Radiosensitivity Index is Not Fit to be Used for Dose Adjustments: A Pan-Cancer Analysis

radiosensitivity index Lung Neoplasms Leukemia genomic adjusted radiation dose Glioma Biostatistics Radiation Tolerance 3. Good health 03 medical and health sciences 0302 clinical medicine Humans Melanoma radiotherapy
DOI: 10.1016/j.clon.2023.02.018 Publication Date: 2023-03-08T06:57:06Z
ABSTRACT
Radiotherapy has been striving to find markers of radiotherapy sensitivity for decades. In recent years the community has spent significant resources on exploring the wide range of omics data-sets to find that elusive perfect biomarker.

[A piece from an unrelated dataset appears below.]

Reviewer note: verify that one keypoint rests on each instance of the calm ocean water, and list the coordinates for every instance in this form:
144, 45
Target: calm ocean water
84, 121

One such candidate termed the Radiosensitivity Index, RSI for short, has been heavily publicized as a marker suitable for making dose-adjustments in the clinical setting. However, none of the analyses conducted, thus far, has assessed whether RSI explains enough of the outcome variance to elucidate a dose-response empirically. Here we re-analyze a pan-cancer data-set and find that RSI is no better than random chance at explaining outcome variance, overall survival times. For completeness, we then assessed whether RSI captured a sufficient amount of outcome variance to elucidate a dose-response, it did not. These results suggest that like the initial in-vitro analysis 12 years previously RSI is not a marker of radiotherapy sensitivity and is thus not fit to be used in any dose-adjustment algorithms.